One man, shoulders shaking, braced against the crushing blow of a pain that no one should have been allowed to bear alone, but they were soldiers. They were trained for this sort of thing. There were things she would not tell her superior, little shifts she saw in him that were enough to make something in her want to reach out and hold him, just hold him, in the hopes that he wasn't going to shake himself apart.

"Hawkeye. If you have nothing to say, then let's not waste any more time."

It was the subtle set of his shoulders, the stiffening of his back and the slight narrow of his eyes that told her that he did not want to be touched, or pitied, or cared for. The guarded look in the eyes told her everything, informed her how much he wanted to be alone. Alone, where he could blame himself for the death of a friend.

"It's nothing… sir."

"Then you're dismissed."

Scars of the battlefield. Names, places, dates, numbers, all pertaining to how fast and how well and how many. Grave markers in the grass, reduced to nothing but statistical figures and red tape that she had spent half a year in the Academy learning how to organize. There had been many more before Hughes but Riza knew the truth. Roy needed Hughes the way a man needed water in his lungs. They had been beyond friends, beyond brothers, beyond lovers, and now that Hughes was gone there was nothing left to do but hurt and breathe and kill. Perhaps, the Flame Alchemist knew this too.
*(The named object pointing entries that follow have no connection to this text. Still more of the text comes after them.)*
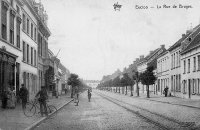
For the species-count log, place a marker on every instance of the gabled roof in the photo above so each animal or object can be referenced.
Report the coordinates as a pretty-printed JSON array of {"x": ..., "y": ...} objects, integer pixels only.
[
  {"x": 148, "y": 57},
  {"x": 162, "y": 54},
  {"x": 194, "y": 43},
  {"x": 178, "y": 43}
]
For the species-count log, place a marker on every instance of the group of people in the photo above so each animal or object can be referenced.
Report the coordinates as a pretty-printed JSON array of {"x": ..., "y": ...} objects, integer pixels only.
[{"x": 8, "y": 98}]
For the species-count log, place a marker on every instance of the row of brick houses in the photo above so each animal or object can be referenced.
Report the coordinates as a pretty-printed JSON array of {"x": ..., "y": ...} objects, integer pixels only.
[
  {"x": 177, "y": 67},
  {"x": 24, "y": 54}
]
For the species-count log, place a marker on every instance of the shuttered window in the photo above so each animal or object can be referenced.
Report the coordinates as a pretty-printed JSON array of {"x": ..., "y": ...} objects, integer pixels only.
[{"x": 4, "y": 9}]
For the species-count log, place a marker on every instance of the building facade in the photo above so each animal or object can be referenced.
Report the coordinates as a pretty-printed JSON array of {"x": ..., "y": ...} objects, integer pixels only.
[
  {"x": 190, "y": 62},
  {"x": 10, "y": 44},
  {"x": 29, "y": 67},
  {"x": 20, "y": 45},
  {"x": 150, "y": 60},
  {"x": 163, "y": 72}
]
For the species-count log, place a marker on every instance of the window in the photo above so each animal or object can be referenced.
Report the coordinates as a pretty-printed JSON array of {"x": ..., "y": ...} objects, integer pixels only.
[
  {"x": 24, "y": 51},
  {"x": 18, "y": 32},
  {"x": 39, "y": 44},
  {"x": 184, "y": 65},
  {"x": 198, "y": 62},
  {"x": 24, "y": 22},
  {"x": 27, "y": 53},
  {"x": 31, "y": 56},
  {"x": 31, "y": 30},
  {"x": 188, "y": 65},
  {"x": 35, "y": 58},
  {"x": 35, "y": 35},
  {"x": 194, "y": 59},
  {"x": 172, "y": 61},
  {"x": 4, "y": 21},
  {"x": 12, "y": 27},
  {"x": 184, "y": 86},
  {"x": 27, "y": 25},
  {"x": 198, "y": 86},
  {"x": 193, "y": 86},
  {"x": 11, "y": 2},
  {"x": 177, "y": 59},
  {"x": 18, "y": 10}
]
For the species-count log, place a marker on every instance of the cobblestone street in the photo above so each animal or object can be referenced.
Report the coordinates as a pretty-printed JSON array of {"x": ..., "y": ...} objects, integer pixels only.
[{"x": 113, "y": 111}]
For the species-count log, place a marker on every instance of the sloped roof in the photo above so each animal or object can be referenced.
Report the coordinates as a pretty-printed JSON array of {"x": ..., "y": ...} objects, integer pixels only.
[
  {"x": 150, "y": 55},
  {"x": 194, "y": 43},
  {"x": 178, "y": 43}
]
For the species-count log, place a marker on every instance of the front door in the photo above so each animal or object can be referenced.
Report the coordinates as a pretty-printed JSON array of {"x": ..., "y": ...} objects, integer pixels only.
[
  {"x": 17, "y": 79},
  {"x": 189, "y": 88}
]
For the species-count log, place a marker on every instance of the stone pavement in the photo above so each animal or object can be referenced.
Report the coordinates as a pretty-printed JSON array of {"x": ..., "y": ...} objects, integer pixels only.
[
  {"x": 14, "y": 119},
  {"x": 193, "y": 103}
]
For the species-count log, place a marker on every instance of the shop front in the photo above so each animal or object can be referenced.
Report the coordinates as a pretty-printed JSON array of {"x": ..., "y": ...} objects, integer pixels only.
[{"x": 7, "y": 70}]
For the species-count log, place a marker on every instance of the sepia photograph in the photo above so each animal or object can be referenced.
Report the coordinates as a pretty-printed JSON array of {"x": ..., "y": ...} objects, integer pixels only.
[{"x": 99, "y": 65}]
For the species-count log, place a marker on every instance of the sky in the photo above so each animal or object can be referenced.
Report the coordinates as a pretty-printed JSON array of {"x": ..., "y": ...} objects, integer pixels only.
[{"x": 95, "y": 40}]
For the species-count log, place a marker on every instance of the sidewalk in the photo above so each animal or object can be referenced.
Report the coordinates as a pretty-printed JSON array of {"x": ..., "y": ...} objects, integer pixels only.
[
  {"x": 194, "y": 103},
  {"x": 14, "y": 119}
]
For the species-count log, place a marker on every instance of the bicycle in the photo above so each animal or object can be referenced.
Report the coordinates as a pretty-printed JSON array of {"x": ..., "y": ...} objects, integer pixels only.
[{"x": 31, "y": 107}]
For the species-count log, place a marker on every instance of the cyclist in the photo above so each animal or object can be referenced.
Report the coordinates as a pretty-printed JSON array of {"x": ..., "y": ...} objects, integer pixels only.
[
  {"x": 43, "y": 96},
  {"x": 89, "y": 95}
]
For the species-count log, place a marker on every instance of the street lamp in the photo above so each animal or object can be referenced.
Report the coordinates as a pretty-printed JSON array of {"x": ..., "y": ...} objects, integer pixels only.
[{"x": 137, "y": 80}]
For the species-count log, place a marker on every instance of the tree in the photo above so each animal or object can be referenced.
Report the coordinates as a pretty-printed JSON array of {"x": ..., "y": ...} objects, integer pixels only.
[
  {"x": 73, "y": 80},
  {"x": 136, "y": 78},
  {"x": 116, "y": 82},
  {"x": 127, "y": 81},
  {"x": 148, "y": 78}
]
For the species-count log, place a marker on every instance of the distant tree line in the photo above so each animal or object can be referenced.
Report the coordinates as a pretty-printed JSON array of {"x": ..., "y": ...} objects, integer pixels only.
[{"x": 146, "y": 78}]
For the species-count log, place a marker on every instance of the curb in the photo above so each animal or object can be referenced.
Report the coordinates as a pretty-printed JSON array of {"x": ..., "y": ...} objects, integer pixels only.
[{"x": 44, "y": 118}]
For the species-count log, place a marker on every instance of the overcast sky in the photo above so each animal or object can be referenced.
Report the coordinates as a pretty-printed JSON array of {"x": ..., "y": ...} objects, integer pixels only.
[{"x": 96, "y": 40}]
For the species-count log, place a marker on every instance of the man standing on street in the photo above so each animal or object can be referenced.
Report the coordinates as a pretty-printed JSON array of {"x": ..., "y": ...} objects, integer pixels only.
[
  {"x": 23, "y": 94},
  {"x": 43, "y": 96},
  {"x": 166, "y": 91}
]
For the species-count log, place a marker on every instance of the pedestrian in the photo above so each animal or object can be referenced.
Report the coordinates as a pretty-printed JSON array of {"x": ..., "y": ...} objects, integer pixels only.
[
  {"x": 166, "y": 91},
  {"x": 89, "y": 95},
  {"x": 4, "y": 100},
  {"x": 65, "y": 90},
  {"x": 11, "y": 102},
  {"x": 76, "y": 96},
  {"x": 42, "y": 96},
  {"x": 23, "y": 94}
]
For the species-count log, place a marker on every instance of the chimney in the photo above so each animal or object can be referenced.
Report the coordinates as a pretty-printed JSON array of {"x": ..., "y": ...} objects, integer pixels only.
[
  {"x": 151, "y": 52},
  {"x": 141, "y": 57},
  {"x": 162, "y": 46}
]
It seemed like the longest walk of her life, crossing the distance between her desk and the doorway; maybe it was the feel of Roy's eyes on her, cold and silent, as she saluted, turned from him, and left the room. It was only after the wooden doors clicked shut behind her that she remembered how to breathe.

The others must have realized by then. The man they served was going to slip away from them like smoke. The grief was too deep; he couldn't have possibly been able to claw his way out of it. But they were good soldiers, just like she was. They would follow him, turning their eyes upward whenever another one of his limbs broke off and fell to dust.

One deep breath and Riza had straightened her position, walking with the usual air and presence of command that many respected her for. She tried not to think about her superior alone in the office with Hughes's memory cutting his thoughts to ribbons. Stiff upper lip. Things were easier for them all that way.